Here’s how Tim Hortons owner RBI will overhaul the Popeyes chain

Restaurant Brands International has a playbook that it’s looking to repeat: think layoffs, global expansion, and lots of new variations on fried chicken

 
Popeyes and Tim Hortons signs facing each other
Tim Hortons parent company Restaurant Brands International has announced it is buying U.S. fast-food chain Popeyes. (Randy Risling/Toronto Star/Getty)

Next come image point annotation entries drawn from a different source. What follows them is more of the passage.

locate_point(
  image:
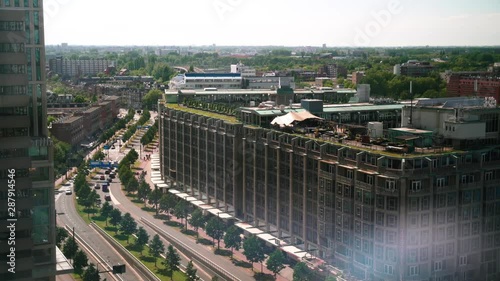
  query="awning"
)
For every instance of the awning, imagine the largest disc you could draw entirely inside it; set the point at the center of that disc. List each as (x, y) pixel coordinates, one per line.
(288, 119)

Timbits, Whoppers and fried chicken have a few things in common: mainly, they’re all delicious. But there are also immense profits to be squeezed from each one. That explains why Restaurant Brands International (RBI), the Oakville, Ont.-based parent company of Tim Hortons and Burger King, will shell out US$1.8 billion in cash to acquire Popeyes Louisiana Kitchen, an American fried chicken chain.

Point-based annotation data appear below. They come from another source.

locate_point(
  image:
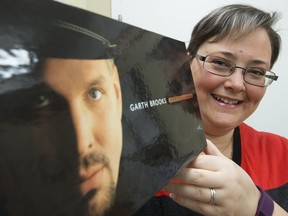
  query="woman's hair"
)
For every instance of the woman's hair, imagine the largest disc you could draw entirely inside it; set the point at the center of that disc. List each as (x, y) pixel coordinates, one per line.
(237, 21)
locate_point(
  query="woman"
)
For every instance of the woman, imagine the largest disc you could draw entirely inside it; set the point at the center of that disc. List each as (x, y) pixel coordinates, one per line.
(232, 50)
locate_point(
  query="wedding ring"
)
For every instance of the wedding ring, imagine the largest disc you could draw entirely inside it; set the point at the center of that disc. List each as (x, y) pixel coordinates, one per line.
(213, 196)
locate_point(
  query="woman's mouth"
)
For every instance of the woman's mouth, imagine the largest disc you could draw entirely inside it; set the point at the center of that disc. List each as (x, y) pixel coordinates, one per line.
(226, 100)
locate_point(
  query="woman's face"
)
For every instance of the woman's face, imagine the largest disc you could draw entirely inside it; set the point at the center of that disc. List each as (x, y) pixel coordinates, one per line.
(225, 102)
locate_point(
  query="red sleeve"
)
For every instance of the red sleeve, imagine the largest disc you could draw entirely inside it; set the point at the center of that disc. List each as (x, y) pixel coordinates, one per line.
(264, 157)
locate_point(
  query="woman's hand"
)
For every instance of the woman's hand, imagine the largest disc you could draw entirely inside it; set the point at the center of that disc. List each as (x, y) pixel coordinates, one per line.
(211, 171)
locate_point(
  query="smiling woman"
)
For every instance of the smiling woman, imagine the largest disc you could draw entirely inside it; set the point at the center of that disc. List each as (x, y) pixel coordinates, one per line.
(178, 18)
(231, 51)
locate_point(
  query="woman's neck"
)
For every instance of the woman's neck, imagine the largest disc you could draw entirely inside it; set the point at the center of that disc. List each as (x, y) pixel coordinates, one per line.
(223, 142)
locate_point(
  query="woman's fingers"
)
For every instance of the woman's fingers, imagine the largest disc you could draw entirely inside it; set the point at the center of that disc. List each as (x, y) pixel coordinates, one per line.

The acquisition, set to close in April 2017, fits RBI’s playbook perfectly. The company was formed in 2014 by Brazilian private equity firm 3G Capital as a result of the merger between 3G-owned Burger King and Tim Hortons, and 3G has honed a ruthless but effective strategy that’s loved by shareholders—and feared by employees. Here’s what to expect after the Popeyes acquisition.

Deep cost-cutting

3G sticks to an aggressively tight financial plan through a strategy called zero-based budgeting. Rather than basing a company’s annual budget on the previous year’s financials, executives start with an assumed budget of zero and build from there. For every operating and capital cost, department managers have to present the business case for how much should be allocated. “That gets rid of a ton of cost,” says Bruce Winder, co-founder and partner of Retail Advisors Network. “Often companies have some buffer and bloat they can reduce, and there are initiatives that probably don’t yield as much return but they’re still on the budget line. So they effectively get rid of all that.”

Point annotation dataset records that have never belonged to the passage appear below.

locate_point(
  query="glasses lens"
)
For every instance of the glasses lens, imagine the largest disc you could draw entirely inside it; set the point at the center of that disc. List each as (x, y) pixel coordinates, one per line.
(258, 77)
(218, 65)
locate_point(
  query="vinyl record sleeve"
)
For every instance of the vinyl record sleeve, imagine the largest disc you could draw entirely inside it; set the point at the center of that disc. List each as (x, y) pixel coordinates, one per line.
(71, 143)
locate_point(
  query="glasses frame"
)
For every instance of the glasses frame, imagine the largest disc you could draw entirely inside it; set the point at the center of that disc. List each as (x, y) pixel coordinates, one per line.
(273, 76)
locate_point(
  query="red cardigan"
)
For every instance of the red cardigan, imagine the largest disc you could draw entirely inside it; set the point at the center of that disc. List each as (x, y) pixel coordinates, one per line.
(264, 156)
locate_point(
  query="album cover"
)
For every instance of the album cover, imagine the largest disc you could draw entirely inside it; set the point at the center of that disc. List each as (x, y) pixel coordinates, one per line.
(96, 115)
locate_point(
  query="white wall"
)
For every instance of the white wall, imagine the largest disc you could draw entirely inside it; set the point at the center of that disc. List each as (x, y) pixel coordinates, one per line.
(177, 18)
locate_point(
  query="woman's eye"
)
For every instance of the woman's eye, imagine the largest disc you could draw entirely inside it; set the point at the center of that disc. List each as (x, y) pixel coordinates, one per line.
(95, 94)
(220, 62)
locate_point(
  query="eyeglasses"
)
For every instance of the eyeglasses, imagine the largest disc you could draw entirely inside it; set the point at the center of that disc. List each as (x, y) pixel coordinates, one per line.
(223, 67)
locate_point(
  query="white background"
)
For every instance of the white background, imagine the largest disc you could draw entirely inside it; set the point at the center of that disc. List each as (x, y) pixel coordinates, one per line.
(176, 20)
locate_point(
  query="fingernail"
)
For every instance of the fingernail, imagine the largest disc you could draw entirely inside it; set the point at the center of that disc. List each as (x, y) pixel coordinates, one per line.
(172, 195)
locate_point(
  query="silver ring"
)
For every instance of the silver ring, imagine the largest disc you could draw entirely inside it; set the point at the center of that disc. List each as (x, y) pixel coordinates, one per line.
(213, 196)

That typically means heavy layoffs to reduce overhead, particularly in areas where the parent company can share services—like legal, public relations, and supply chain management—between its subsidiaries. For example, Tim Hortons promptly fired 350 staff after the RBI takeover, and six months later, 15% of its corporate staff were offered voluntary buyouts. Just over 3% of the staff took the offer.

The stringent budgeting means RGI’s selling, general and administrative expenses (SG&A), a measure of overhead, is just 1.3% of system-wide sales. “That’s best-in-class,” says Michael Halen, a senior research analyst for Bloomberg Intelligence. Meanwhile, Popeyes SG&A is 2.8%. “The first thing they’re going to do is close that gap,” Halen notes.

Fried chicken innovation

Tim Hortons die-hards remember the day the company scrapped eclairs, chocolate sour cream glazed donuts, and chicken fajita wraps from its menu. While these decisions were unpopular with some consumers, customers were soon placated by new menu items, including  crispy chicken sandwiches, potato wedges, and espresso-based drinks.

Popeyes fans can likewise expect to see their menu change. “Restaurant Brands is really good at pruning items from their menu that don’t make money and adding new innovative items with higher margins,” says Winder. “The trick isn’t to just blindly raise the price on existing items,” he adds. “What they do is refresh the item and have a slightly different name and slightly different size. That grows the top line, and it also grows the margin line.” So far the strategy, which has been used with Burger King and Tim Hortons, hasn’t deterred customers: RBI reported 4.9% sales growth for 2016 compared to 2015.

Popeyes goes global

In 2016, Tim Hortons opened 200 new locations, up from 155 the year before, and Burger King opened 735, compared to 631 in 2015. While Burger King has long operated in dozens of countries on nearly every continent, RBI is responsible for spearheading the global expansion of Tim Hortons. Last summer, the parent company announced it had arranged partnerships in the Philippines and United Kingdom to operate Tim Hortons in those markets. And last month, RBI revealed plans to open restaurants in Mexico.

With 2,600 locations, the majority of which are in the United States, Popeyes will be the smallest of the conglomerate’s chains. (Tim Hortons has nearly 4,500 outlets, and Burger King has 15,000). But according to Halen, Popeyes is the most ripe for global expansion. “It helps that they already have a few hundred stores internationally,” says Halen. “And they have a product that travels well. Spicy flavours, chicken, rice—those aren’t new ingredients you’ll have to introduce to people in Asian markets, for example.”

While cost-cutting and operational tweaks are part of the game plan, Halen says that expansion is likely the real opportunity RBI sees for Popeyes. “They’re already growing like gangbusters in the United States,” he says. “If you can now amp up the international growth, forget it,” he says. “There’s a lot of potential there.”